Binder war einer jener Unterländer, die schon vor über einem Jahrhundert spürten, was mit der rasant zunehmenden Urbanisierung auf dem Spiel stand: das Volksbrauchtum der Landschaft. Er trug daher über Jahre hinweg heute unschätzbar wertvolle Fakten aus seiner alten Heimat, dem Zürcher Unterland, und insbesondere dem Stadlertal, zusammen. 1925/26 veröffentlichte er dieses umfangreiche Material im Schweizerischen Archiv für Volkskunde.
Selbst der Boden ist konservativ
In der Einleitung schrieb Binder: «Weil hier selbst der Boden konservativ ist und alles treu hütet und erhält, sind die Zugänge zur Seele des Volkes noch grösstenteils unverschüttet und das Volkstum erhalten geblieben. Was aber trotzdem von Sitte und Brauch der Vergangenheit anheimfiel, lebt vorläufig wenigstens noch in des Volkes Erinnerung fort. Beides: das Vergangene und das heute noch Bestehende darzustellen, ist der Zweck der vorliegenden Abschnitte. Was ich darbiete, stammt teils aus meiner eigenen Anschauung, teils aus dem traulichen Erinnerungsschreine meiner Mutter.»
Schönheitsrezept für den Monat Mai
Eine dieser Erinnerungen betrifft Frühlingstage und Frühlingsfeste. Zum Mai passen die folgenden Zeilen, die jedem Kosmetikunternehmen heutiger Tage das Fürchten lehren könnten:
«Die mit Sommersprossen behafteten Töchter des Unterlandes gingen während des Maimonats jeden Tag früh morgens auf die Wiese und wuschen ihr Angesicht mit dem Tau der Gräser, weil sie der Ansicht waren, auf diese Weise eine reine Gesichtsfarbe zu erlangen.»

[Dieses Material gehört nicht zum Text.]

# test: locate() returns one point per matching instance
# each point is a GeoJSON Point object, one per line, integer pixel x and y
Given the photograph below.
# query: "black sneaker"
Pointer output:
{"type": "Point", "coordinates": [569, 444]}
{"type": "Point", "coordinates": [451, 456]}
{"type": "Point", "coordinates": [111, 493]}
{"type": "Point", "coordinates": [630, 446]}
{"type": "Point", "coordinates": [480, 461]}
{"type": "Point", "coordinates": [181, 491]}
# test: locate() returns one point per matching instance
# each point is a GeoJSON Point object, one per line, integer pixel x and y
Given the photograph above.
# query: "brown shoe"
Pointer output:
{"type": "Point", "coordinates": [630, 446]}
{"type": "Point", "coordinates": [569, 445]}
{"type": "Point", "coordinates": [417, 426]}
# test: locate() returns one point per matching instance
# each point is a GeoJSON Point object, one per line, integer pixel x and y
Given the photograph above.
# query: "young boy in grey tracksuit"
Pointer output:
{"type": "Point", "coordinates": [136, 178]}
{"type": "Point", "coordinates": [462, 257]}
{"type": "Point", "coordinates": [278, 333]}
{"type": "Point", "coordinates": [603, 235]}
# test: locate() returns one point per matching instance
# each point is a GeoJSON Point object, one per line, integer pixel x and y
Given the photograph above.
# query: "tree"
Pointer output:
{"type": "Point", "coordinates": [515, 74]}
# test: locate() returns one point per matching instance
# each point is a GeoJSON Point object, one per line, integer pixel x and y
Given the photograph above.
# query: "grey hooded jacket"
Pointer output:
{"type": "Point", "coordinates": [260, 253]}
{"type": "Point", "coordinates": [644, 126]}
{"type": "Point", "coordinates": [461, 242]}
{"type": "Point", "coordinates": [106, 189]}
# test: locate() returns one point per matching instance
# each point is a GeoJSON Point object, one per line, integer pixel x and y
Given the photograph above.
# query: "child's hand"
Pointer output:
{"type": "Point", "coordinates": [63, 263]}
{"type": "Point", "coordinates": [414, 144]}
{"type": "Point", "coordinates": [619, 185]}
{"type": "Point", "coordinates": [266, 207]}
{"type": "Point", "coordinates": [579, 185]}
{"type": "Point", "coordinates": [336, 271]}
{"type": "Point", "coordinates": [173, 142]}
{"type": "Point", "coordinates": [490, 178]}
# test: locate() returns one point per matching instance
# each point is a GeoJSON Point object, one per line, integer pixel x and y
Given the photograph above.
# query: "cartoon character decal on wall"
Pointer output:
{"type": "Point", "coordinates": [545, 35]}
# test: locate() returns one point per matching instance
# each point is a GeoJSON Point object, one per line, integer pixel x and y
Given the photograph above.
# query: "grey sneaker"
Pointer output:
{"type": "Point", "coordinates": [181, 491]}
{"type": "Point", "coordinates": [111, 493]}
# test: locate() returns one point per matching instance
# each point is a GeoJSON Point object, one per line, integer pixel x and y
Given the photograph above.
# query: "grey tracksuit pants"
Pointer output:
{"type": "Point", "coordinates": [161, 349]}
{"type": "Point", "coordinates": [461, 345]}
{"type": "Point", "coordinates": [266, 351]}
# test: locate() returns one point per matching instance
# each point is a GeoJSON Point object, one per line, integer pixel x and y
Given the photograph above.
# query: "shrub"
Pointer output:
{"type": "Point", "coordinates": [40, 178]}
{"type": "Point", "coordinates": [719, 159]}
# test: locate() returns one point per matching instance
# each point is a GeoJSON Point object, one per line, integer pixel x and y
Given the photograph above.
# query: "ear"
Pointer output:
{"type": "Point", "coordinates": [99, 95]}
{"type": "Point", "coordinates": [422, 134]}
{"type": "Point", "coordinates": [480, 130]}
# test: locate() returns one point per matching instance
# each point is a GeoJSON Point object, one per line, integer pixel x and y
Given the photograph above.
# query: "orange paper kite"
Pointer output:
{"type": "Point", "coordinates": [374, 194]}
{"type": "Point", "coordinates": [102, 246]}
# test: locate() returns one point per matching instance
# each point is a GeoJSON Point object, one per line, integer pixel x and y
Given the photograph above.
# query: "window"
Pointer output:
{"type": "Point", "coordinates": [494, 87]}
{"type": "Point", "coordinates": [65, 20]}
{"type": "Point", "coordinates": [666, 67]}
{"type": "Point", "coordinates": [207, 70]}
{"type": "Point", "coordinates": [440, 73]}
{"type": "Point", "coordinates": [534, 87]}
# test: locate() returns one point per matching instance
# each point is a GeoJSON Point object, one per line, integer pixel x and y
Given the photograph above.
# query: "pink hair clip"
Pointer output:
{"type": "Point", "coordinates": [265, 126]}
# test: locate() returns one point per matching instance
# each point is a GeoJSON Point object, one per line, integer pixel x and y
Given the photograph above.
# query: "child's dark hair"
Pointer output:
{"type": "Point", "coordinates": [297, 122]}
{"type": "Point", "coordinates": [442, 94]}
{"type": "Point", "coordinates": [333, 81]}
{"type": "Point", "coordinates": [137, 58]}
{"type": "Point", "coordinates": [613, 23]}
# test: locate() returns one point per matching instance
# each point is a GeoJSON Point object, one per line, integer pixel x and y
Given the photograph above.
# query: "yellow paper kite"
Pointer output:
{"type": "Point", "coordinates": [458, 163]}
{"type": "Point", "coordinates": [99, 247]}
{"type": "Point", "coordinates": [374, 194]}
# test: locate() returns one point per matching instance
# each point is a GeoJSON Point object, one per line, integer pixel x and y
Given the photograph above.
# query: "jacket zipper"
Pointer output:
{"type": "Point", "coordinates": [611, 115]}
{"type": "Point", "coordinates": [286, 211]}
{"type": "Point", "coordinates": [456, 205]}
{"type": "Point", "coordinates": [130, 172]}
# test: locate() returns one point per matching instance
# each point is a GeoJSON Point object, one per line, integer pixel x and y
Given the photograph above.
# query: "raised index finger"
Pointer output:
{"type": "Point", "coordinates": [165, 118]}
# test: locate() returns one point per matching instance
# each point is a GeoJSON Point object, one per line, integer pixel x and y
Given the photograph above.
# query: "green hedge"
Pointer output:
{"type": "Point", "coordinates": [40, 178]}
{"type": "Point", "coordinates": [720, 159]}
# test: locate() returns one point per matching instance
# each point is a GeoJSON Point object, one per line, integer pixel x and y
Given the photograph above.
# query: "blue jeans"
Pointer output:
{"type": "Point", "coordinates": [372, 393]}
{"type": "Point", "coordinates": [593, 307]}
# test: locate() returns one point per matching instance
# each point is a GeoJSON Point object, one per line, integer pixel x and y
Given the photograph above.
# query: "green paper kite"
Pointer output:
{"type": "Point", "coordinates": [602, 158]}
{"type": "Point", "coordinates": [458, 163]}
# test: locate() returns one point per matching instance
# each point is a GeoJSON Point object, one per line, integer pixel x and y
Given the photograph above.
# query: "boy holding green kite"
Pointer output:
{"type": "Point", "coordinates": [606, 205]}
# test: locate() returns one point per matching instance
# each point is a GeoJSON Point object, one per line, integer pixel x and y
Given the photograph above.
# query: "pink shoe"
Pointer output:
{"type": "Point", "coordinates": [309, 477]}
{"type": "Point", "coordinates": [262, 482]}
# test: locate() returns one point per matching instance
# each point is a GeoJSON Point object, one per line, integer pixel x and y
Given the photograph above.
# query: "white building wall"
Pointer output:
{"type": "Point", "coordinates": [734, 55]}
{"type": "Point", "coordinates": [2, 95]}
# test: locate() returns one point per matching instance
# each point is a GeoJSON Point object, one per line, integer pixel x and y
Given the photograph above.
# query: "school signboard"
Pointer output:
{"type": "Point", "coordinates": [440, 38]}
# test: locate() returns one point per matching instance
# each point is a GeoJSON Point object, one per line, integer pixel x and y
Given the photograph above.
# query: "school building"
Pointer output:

Ja, nützts nüt, so schadts nüt!
Quelle
- Binder, G.: Aus dem Volksleben des Zürcher Unterlandes. Sonderabdruck aus Schweizerisches Archiv für Volkskunde, Bd. XXV/XXVI. Basel, 1925 – hier: S. 118. Originalpublikation in: Schweizerisches Archiv für Volkskunde (SAVk), 25. Bd., Basel 1925 – S. 91-124; 197-228; 241-256 sowie 26. Bd., Basel 1926 – S. 30-46; 101-123 und 188-201.